/disentagled-style-rep

Primary LanguagePythonApache License 2.0Apache-2.0

Disentangled Style Representation

This repository is for the final project for COSI 137B, Information Extraction. In our project, we empirically examine the effectiveness of a previously proposed style transfer system (John et al., 2018) on the task of formality encoding.

Note that this project only focuses on formality encoding.

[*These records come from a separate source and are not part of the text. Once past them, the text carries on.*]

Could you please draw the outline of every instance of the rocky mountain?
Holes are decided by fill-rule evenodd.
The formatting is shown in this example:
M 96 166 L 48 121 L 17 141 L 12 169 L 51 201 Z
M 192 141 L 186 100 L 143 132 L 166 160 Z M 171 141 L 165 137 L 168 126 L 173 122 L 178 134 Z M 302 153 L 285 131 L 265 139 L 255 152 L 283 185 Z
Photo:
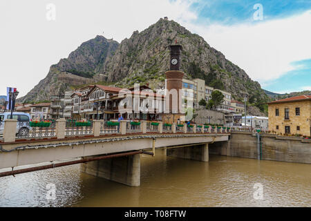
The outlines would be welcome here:
M 183 47 L 180 68 L 185 77 L 203 79 L 209 86 L 230 92 L 236 99 L 247 93 L 253 104 L 265 110 L 262 104 L 267 96 L 258 82 L 202 37 L 163 19 L 141 32 L 133 32 L 120 44 L 100 36 L 82 44 L 68 59 L 53 65 L 48 76 L 21 99 L 48 99 L 51 94 L 93 82 L 124 87 L 148 82 L 153 88 L 163 86 L 164 73 L 169 69 L 167 46 L 176 41 Z
M 35 86 L 20 102 L 49 100 L 50 95 L 63 94 L 73 87 L 102 81 L 102 69 L 107 57 L 113 55 L 119 43 L 102 36 L 83 43 L 67 59 L 52 65 L 48 75 Z
M 303 90 L 299 92 L 292 92 L 290 93 L 285 93 L 285 94 L 278 94 L 269 90 L 263 90 L 265 93 L 268 95 L 272 100 L 274 99 L 280 99 L 288 97 L 300 96 L 300 95 L 311 95 L 311 90 Z
M 0 96 L 0 104 L 3 105 L 4 102 L 6 101 L 6 96 Z

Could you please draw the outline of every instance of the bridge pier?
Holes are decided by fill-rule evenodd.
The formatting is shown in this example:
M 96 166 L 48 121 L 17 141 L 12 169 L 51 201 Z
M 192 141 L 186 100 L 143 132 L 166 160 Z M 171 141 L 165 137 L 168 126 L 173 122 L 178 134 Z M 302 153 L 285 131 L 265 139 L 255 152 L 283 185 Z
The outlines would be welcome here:
M 167 148 L 165 154 L 168 157 L 209 162 L 209 144 Z
M 82 164 L 80 171 L 127 186 L 140 186 L 140 154 Z

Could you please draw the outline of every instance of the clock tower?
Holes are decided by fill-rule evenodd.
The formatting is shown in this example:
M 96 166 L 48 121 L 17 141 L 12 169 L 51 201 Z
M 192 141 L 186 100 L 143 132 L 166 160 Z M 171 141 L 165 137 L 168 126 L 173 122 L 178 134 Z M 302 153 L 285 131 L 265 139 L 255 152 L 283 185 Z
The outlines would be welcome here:
M 182 78 L 185 73 L 180 70 L 180 51 L 182 50 L 182 46 L 177 44 L 171 45 L 169 46 L 169 49 L 171 51 L 170 68 L 165 73 L 166 106 L 167 111 L 169 110 L 169 113 L 167 115 L 167 117 L 169 119 L 169 123 L 172 123 L 176 122 L 178 119 L 180 119 L 182 102 Z
M 170 70 L 179 70 L 180 67 L 180 51 L 182 46 L 179 45 L 169 46 L 171 50 L 171 68 Z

Therefore, the final paper does not discuss metrics for style transfer such as BLEU. Instead, the transfer performance is discussed in the presentation of Yonglin's capstone project (page 9).

Group members: Yonglin Wang, Xiaoyu Lu

Relevant Documents

Listed in reverse chronological order...

Final Written Report: Final written report containing the full description of methods and results.

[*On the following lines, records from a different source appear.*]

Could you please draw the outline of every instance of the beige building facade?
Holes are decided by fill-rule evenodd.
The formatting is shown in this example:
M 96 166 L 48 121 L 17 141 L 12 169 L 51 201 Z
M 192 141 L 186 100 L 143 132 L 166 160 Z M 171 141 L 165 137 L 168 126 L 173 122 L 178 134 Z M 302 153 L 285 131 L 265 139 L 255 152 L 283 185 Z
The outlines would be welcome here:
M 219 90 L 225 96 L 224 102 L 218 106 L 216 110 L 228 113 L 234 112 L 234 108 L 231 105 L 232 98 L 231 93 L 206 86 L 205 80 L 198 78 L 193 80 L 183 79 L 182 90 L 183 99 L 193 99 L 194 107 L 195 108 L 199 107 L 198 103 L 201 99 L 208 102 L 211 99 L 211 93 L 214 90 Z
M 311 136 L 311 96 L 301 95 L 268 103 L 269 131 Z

Project Proposal: Proposed experiment details; our plans have adjusted slightly since.

Annotated Bibliography: Preliminary research before landing on our current choice of system.

Running Our Project

Changes, Procedure, and Results from Yonglin. Note that ours is slightly different from what's described in the original repository.

Prerequisites in our experiments

Note that, contrary to the original project, we didn't install KenLM since the associated metrics are outside the scope of our topic.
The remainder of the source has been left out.